R v Nedrick [1986] refined the Moloney guidance. Nedrick poured paraffin through a letterbox and set it alight, killing a child. He claimed he intended only to frighten, not to kill or cause GBH. The Court of Appeal held that where death or serious harm is not D's purpose, the jury should ask: (1) was death or serious harm a virtual certainty as a result of D's acts? and (2) did D appreciate that? If yes to both, the jury is entitled to infer intention, though not bound to do so. This two-stage test provided much-needed clarity and became the standard direction in oblique intent cases.
R v Woollin [1999] reformulated Nedrick and remains the leading authority. Woollin threw his three-month-old son toward a pram in frustration; the child's head struck a hard surface and he died. At trial, the judge directed the jury that they could infer intention if they were satisfied that Woollin appreciated that there was a 'substantial risk' of serious harm—a misdirection that conflated intention with recklessness. The House of Lords quashed the conviction and restated the Nedrick test with one important modification: the jury is entitled to find intention (not merely infer it) if death or serious injury was a virtual certainty and D appreciated that fact. Lord Steyn approved Nedrick as an accurate statement of the law but cautioned that the direction should be given only in rare cases where D's purpose was not to cause death or GBH. The substitution of 'find' for 'infer' was intended to signal that the rule is one of evidence, not a substantive extension of the definition of intention.
R v Matthews and Alleyne [2003] tested the boundaries of Woollin. The defendants threw V from a bridge into a river, knowing he could not swim. V drowned. They appealed on the ground that the trial judge had directed the jury that they 'must' find intention if the preconditions in Woollin were satisfied. The Court of Appeal upheld the conviction but confirmed that Woollin uses 'may find', not 'must find'—the jury retains a discretion. Rix LJ observed that in cases of virtual certainty, 'the inference may be irresistible', but the rule remains one of evidence. This case illustrates the tension between legal doctrine (intention and foresight are distinct) and practical reality (in some situations, a finding of intention is almost inevitable).

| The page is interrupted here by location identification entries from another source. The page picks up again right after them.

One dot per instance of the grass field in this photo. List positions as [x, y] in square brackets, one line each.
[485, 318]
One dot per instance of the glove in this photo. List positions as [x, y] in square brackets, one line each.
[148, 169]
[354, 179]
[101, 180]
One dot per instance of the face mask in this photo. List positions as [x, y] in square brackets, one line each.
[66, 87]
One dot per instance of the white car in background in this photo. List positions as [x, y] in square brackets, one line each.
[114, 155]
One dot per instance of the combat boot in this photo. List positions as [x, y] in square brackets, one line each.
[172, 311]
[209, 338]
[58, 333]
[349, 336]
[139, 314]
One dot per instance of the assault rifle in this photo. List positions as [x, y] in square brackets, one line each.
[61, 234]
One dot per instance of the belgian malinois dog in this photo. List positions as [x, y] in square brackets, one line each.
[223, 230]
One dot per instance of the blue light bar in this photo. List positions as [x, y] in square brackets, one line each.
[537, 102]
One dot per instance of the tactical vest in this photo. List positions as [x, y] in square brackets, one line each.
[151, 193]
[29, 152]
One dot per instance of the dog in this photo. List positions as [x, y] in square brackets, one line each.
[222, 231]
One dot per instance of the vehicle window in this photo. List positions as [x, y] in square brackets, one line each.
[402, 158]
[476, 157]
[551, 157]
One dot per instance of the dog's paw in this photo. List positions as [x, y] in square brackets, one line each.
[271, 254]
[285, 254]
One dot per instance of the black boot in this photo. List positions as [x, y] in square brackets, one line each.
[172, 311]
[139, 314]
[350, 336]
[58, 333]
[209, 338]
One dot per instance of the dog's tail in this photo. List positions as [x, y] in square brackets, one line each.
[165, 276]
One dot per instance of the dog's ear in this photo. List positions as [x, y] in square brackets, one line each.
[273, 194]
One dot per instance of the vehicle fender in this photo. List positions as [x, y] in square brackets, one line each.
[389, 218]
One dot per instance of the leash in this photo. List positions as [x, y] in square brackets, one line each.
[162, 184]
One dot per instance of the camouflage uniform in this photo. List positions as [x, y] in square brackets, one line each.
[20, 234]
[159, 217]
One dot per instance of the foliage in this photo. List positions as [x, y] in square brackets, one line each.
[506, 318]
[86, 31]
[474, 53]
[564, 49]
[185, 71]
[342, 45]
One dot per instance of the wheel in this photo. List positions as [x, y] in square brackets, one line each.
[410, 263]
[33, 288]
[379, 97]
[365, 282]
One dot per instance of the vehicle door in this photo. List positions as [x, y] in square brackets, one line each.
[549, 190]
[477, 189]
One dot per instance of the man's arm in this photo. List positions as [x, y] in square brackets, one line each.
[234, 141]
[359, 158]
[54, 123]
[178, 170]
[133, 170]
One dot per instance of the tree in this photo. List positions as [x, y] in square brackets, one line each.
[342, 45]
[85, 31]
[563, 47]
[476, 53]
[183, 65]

R v Jogee (joint enterprise) [2016] is not primarily a case about murder mens rea but clarified that in joint enterprise cases, the secondary party must intend to assist or encourage the principal, and must intend or foresee that the principal will commit the offence with the relevant mens rea. For murder, this means P must intend to kill or cause GBH, and D must intend to assist or encourage P in that conduct. The decision corrected the Chan Wing-Siu / Powell and Daniels line of cases that had permitted conviction of secondary parties on the basis of foresight of a collateral offence. The restoration of orthodox principles of accessorial liability means that D's own mens rea as a secondary party must be carefully analysed: foresight that P might kill with intent is not the same as D intending to assist P in doing so.